Hydrogen has become a priority for the Chinese government, and electrolyzers are a big part of the push. Electrolyzer deliveries there may top 1,600 megawatts this year, mostly on orders from state-owned businesses such as oil and gas giants Sinopec and CNPC, as well as high-emitting companies like coal-based chemical company Ningxia Baofeng Energy Group. If anything, demand is rising faster than production. And the companies making the machines — including one of the world’s largest solar manufacturers, Longi Green Energy — don’t want to limit themselves to the Chinese market.
“It’s quite difficult to order electrolyzers now,” said Mao Zongqiang, a professor at the Institute of Nuclear and New Energy Technology at Tsinghua University in Beijing. “The supply can’t meet the demand.”

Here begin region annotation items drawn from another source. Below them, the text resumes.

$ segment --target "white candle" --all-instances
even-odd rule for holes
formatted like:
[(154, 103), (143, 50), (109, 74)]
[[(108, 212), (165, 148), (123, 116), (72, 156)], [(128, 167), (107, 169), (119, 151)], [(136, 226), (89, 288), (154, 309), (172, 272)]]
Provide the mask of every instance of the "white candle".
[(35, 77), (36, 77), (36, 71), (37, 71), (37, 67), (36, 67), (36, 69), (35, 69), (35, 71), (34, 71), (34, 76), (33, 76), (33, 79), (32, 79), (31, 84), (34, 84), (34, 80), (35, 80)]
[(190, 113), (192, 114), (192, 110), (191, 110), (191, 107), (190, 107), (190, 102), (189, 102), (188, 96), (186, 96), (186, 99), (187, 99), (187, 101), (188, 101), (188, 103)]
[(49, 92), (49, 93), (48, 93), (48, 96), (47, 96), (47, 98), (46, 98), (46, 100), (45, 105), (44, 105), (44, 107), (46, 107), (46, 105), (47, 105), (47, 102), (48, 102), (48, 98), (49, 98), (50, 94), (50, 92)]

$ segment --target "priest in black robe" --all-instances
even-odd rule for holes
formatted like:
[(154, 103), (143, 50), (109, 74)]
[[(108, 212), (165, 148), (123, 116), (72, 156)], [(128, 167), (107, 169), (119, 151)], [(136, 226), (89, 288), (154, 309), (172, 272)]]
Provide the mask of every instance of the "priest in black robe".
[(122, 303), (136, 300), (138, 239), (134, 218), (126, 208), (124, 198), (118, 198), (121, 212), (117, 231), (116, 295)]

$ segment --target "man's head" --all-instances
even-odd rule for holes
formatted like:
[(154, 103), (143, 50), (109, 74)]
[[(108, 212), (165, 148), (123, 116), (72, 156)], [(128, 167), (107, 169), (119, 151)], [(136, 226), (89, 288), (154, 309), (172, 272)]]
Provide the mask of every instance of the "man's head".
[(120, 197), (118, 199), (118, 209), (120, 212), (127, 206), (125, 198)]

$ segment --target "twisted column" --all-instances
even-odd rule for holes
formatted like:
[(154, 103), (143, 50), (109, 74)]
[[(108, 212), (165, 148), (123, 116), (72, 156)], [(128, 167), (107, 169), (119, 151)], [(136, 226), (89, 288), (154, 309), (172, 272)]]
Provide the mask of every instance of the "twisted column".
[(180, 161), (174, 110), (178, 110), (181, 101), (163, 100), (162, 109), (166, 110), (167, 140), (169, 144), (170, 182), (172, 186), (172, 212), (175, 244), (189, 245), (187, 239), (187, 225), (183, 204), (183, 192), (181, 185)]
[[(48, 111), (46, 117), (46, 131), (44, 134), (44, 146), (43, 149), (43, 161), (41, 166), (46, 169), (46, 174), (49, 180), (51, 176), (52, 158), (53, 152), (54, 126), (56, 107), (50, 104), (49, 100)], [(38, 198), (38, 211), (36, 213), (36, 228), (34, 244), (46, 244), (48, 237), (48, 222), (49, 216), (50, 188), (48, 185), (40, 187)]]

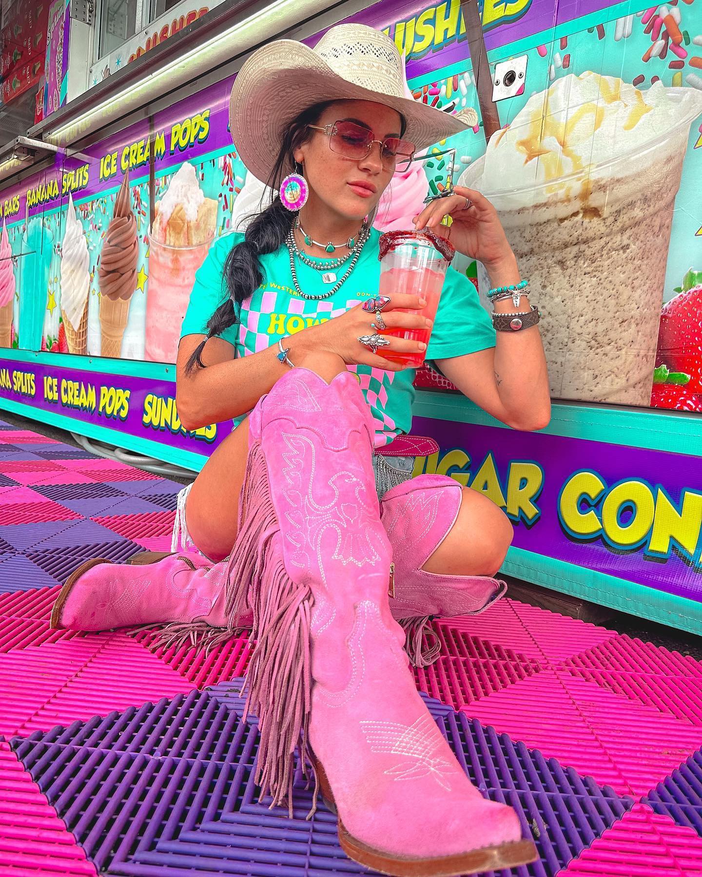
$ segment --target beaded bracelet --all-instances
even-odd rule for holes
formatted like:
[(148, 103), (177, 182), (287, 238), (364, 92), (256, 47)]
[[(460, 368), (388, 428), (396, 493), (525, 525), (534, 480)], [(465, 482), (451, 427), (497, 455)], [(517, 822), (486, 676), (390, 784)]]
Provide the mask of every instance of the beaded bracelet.
[[(523, 290), (523, 291), (522, 291)], [(492, 302), (502, 301), (505, 298), (511, 298), (515, 308), (519, 306), (519, 296), (529, 295), (529, 282), (527, 280), (519, 281), (519, 283), (512, 283), (509, 286), (498, 286), (494, 289), (488, 290), (488, 300)]]
[(276, 356), (278, 359), (278, 362), (284, 362), (286, 365), (290, 366), (290, 368), (294, 368), (295, 364), (292, 362), (292, 360), (288, 359), (288, 353), (290, 353), (290, 348), (283, 346), (283, 339), (281, 339), (280, 341), (278, 341), (278, 348), (280, 350), (280, 353), (276, 353)]
[(488, 298), (492, 298), (493, 296), (498, 296), (501, 292), (514, 292), (515, 289), (523, 289), (528, 283), (527, 280), (522, 280), (519, 283), (511, 283), (509, 286), (496, 286), (493, 289), (488, 290)]

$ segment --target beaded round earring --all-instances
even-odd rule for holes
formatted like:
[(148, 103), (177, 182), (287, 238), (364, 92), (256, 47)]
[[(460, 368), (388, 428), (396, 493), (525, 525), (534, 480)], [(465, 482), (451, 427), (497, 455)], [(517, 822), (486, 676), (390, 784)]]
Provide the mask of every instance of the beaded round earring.
[[(297, 168), (297, 161), (295, 167)], [(289, 174), (280, 184), (280, 200), (286, 210), (291, 211), (301, 210), (306, 203), (309, 194), (310, 187), (302, 175), (302, 168), (299, 173), (296, 171), (294, 174)]]

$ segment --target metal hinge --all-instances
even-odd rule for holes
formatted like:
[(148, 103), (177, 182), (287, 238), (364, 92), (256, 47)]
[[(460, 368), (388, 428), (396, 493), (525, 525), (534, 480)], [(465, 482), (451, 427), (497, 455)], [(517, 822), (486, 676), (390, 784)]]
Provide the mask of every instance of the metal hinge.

The customers could, in the end, span many industries. Oil companies need hydrogen for their refineries, where it helps lower the sulfur content of fuel, although many have their own way of producing it from their own natural gas. But semiconductor and LED factories use hydrogen, too, and could benefit from on-site production. Electrolyzers would provide that. Owners of solar plants and wind farms may want to add electrolyzers, just as they’re adding batteries to their projects today.
“We’re just at the beginning of where this industry’s going,” said Ole Hoefelmann, general manager of Plug Power’s electrolyzer business.